Une sorte de « téléphone rouge » à trois combinés, afin d’échanger sur l’influence croissante de la Chine dans la région Asie-Pacifique, ainsi que sa position vis-à-vis de Taïwan. Il s’agira également de d’étendre sur le programme nucléaire nord-coréen.

« Nous avons créé exactement ce que la Chine ne voulait surtout pas », a salué l’ambassadeur américain au Japon, Rahm Emanuel. Ce sommet, qui selon lui, doit envoyer le message qu’il « faut parier sur l’Amérique » dans la région.

« Nous sommes une puissance montante, ils [les Chinois, NDLR] déclinent », a-t-il asséné, reprenant une rhétorique désormais familière de Joe Biden, lequel souligne régulièrement les problèmes économiques et démographiques de la Chine.

La Chine dénonce une cabale contre elle

La Chine ne cache pas son hostilité face à ce nouveau dialogue à trois, qui s’ajoute à d’autres initiatives diplomatiques relancées ou créées par l’administration Biden en Asie-Pacifique, avec l’Inde ou encore l’Australie, dont l’AUKUS.

Le ministre chinois des Affaires étrangères Wang Yi a mis en garde la Corée du sud et le Japon : « Vous pouvez blondir vos cheveux ou faire affiner votre nez autant que vous voulez, vous ne serez jamais Européens ou Occidentaux, vous ne pouvez pas devenir des Occidentaux.
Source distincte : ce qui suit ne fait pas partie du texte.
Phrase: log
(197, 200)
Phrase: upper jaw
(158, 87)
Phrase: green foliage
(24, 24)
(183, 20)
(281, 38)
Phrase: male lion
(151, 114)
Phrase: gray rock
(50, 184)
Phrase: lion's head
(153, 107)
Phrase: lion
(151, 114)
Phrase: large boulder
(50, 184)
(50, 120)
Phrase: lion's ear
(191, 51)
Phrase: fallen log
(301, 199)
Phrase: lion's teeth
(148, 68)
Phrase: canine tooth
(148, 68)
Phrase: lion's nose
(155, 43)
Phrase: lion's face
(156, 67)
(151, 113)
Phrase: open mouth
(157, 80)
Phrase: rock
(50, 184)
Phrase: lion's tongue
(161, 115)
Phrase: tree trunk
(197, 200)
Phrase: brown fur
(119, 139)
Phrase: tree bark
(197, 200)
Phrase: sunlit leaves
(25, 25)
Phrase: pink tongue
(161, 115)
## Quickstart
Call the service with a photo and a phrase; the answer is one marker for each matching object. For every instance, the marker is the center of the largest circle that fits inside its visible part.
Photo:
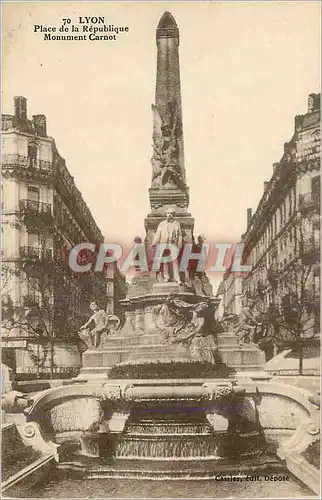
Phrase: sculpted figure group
(188, 324)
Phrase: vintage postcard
(160, 249)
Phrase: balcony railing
(36, 253)
(10, 161)
(309, 201)
(311, 252)
(35, 206)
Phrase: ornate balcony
(36, 254)
(311, 253)
(33, 206)
(309, 202)
(11, 161)
(30, 302)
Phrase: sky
(247, 69)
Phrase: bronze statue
(190, 324)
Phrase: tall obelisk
(168, 187)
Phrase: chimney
(40, 126)
(313, 102)
(20, 104)
(249, 215)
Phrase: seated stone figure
(193, 326)
(103, 324)
(245, 328)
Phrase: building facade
(44, 216)
(282, 239)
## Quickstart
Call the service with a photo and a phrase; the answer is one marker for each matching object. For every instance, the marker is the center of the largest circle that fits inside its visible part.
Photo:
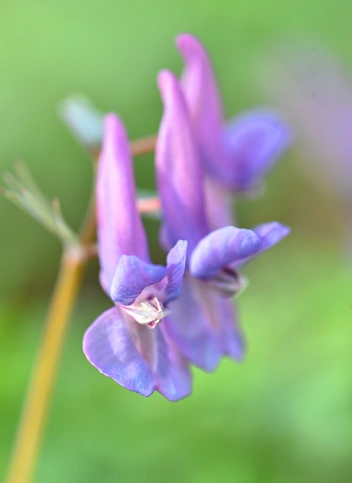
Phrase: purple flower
(126, 343)
(203, 322)
(239, 153)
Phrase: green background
(282, 416)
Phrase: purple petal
(203, 99)
(270, 234)
(108, 345)
(222, 314)
(120, 229)
(219, 204)
(253, 142)
(176, 262)
(179, 173)
(173, 378)
(132, 276)
(221, 248)
(190, 329)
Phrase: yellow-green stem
(41, 386)
(43, 378)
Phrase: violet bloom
(203, 322)
(236, 154)
(125, 342)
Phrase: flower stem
(42, 382)
(37, 402)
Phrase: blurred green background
(282, 416)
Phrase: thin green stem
(37, 402)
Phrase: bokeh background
(284, 415)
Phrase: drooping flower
(203, 322)
(235, 154)
(126, 343)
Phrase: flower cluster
(166, 318)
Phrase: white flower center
(148, 312)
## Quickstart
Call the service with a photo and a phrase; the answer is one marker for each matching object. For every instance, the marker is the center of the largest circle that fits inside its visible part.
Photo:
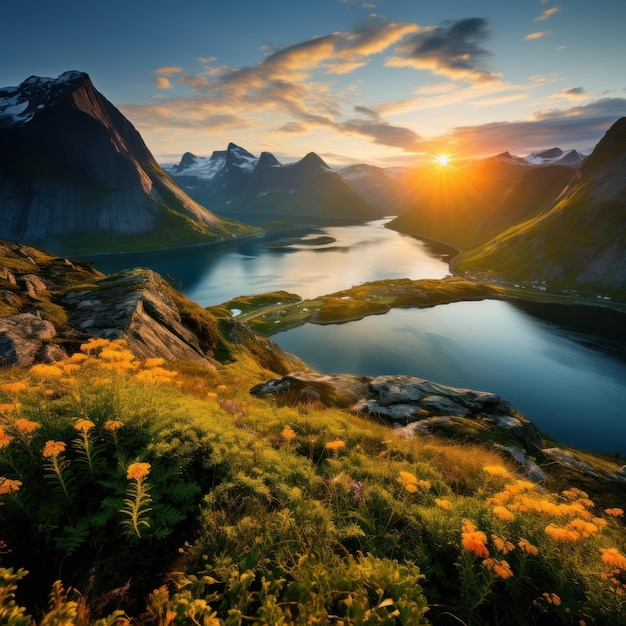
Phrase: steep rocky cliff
(580, 242)
(76, 176)
(50, 305)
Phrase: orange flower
(83, 425)
(9, 486)
(474, 540)
(502, 545)
(153, 362)
(42, 370)
(5, 439)
(334, 446)
(498, 567)
(613, 558)
(26, 427)
(113, 425)
(527, 547)
(138, 471)
(52, 449)
(497, 470)
(501, 512)
(288, 434)
(446, 505)
(93, 344)
(14, 388)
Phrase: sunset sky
(386, 82)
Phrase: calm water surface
(564, 367)
(360, 253)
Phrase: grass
(267, 317)
(259, 512)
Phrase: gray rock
(25, 339)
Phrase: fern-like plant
(138, 500)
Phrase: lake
(564, 367)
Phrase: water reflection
(571, 390)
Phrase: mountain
(580, 242)
(555, 156)
(49, 306)
(377, 185)
(76, 176)
(457, 203)
(235, 182)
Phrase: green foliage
(233, 510)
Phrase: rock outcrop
(412, 405)
(76, 177)
(50, 305)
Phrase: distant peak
(313, 159)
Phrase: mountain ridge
(76, 176)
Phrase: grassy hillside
(166, 494)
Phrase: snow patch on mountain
(15, 102)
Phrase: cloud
(547, 13)
(290, 89)
(169, 70)
(536, 35)
(452, 49)
(578, 127)
(573, 93)
(163, 83)
(373, 126)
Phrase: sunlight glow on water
(571, 391)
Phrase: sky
(385, 82)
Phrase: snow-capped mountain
(234, 181)
(555, 156)
(76, 176)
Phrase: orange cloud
(536, 35)
(547, 13)
(163, 83)
(451, 50)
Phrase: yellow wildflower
(334, 446)
(42, 370)
(288, 434)
(502, 545)
(474, 540)
(93, 344)
(14, 388)
(9, 485)
(501, 512)
(138, 471)
(52, 449)
(497, 470)
(113, 425)
(498, 567)
(153, 362)
(613, 558)
(527, 547)
(5, 439)
(25, 427)
(446, 505)
(551, 598)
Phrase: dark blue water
(564, 367)
(567, 377)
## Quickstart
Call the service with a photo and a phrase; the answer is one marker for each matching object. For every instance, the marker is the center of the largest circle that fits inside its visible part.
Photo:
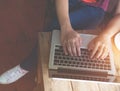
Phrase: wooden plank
(49, 84)
(109, 87)
(65, 85)
(85, 86)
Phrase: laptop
(79, 68)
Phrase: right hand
(71, 42)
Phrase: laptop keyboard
(83, 61)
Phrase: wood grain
(65, 85)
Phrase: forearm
(113, 26)
(62, 8)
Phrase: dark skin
(71, 40)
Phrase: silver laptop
(82, 67)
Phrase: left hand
(99, 47)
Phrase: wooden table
(58, 85)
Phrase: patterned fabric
(98, 3)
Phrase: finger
(94, 50)
(99, 52)
(78, 44)
(65, 48)
(105, 53)
(73, 48)
(69, 49)
(90, 46)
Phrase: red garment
(89, 1)
(98, 3)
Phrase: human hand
(71, 42)
(99, 47)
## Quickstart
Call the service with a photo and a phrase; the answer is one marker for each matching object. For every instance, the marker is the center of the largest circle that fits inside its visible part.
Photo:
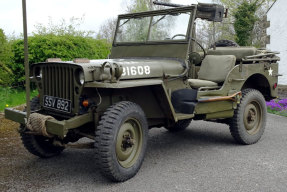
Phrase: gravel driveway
(202, 158)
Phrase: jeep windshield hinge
(167, 4)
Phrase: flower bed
(277, 106)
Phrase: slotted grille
(58, 81)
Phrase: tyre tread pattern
(105, 134)
(235, 122)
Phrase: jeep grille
(58, 81)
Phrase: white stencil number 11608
(136, 70)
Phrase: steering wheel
(204, 52)
(178, 35)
Nous devons savoir où sont nos racines. » Il a appelé la Chine, la Corée du Sud et le Japon à « travailler ensemble ».

Les États-Unis souhaitent que le Japon et la Corée du Sud soient prêts à se tourner vers l’Occident, ce qui implique de surmonter un passé douloureux : celui de la colonisation brutale de la péninsule coréenne par les Japonais entre 1910 et 1945. Washington tient également à avoir un soutien infaillible de ces deux alliés pour lutter contre la Chine dans divers domaines diplomatique, économique, et technologique.

La Maison Blanche s’est dit consciente que le rapprochement ne fait pas l’unanimité dans l’opinion publique, tant en Corée du sud qu’au Japon, en dépit des intérêts stratégiques communs.

« Il ne suffit pas de mouvements structurels pour faire un rapprochement, il a fallu l’arrivée au pouvoir de deux dirigeants », Fumio Kishida et Yoon Suk Yeol, a souligné Mira Rapp-Hooper, une autre conseillère du président américain.

Qualifiant ce sommet d’« historique », l’exécutif américain sait que cette relation trilatérale reste fragile. Yoon Suk Yeol, par exemple, finit son mandat en 2027 et ne peut être réélu. De plus, les accords entre les deux pays asiatiques et la Chine restent suffisamment solides pour que ni le Japon ni la Corée du sud ne prennent le risque de se mettre totalement à dos la Chine.

Les engagements de Camp David doivent, selon Rahm Emanuel, faire en sorte que ce dialogue « devienne la norme et soit intégré dans l’ADN de toutes les institutions » des trois pays, au-delà de la seule bonne volonté de leurs dirigeants actuels.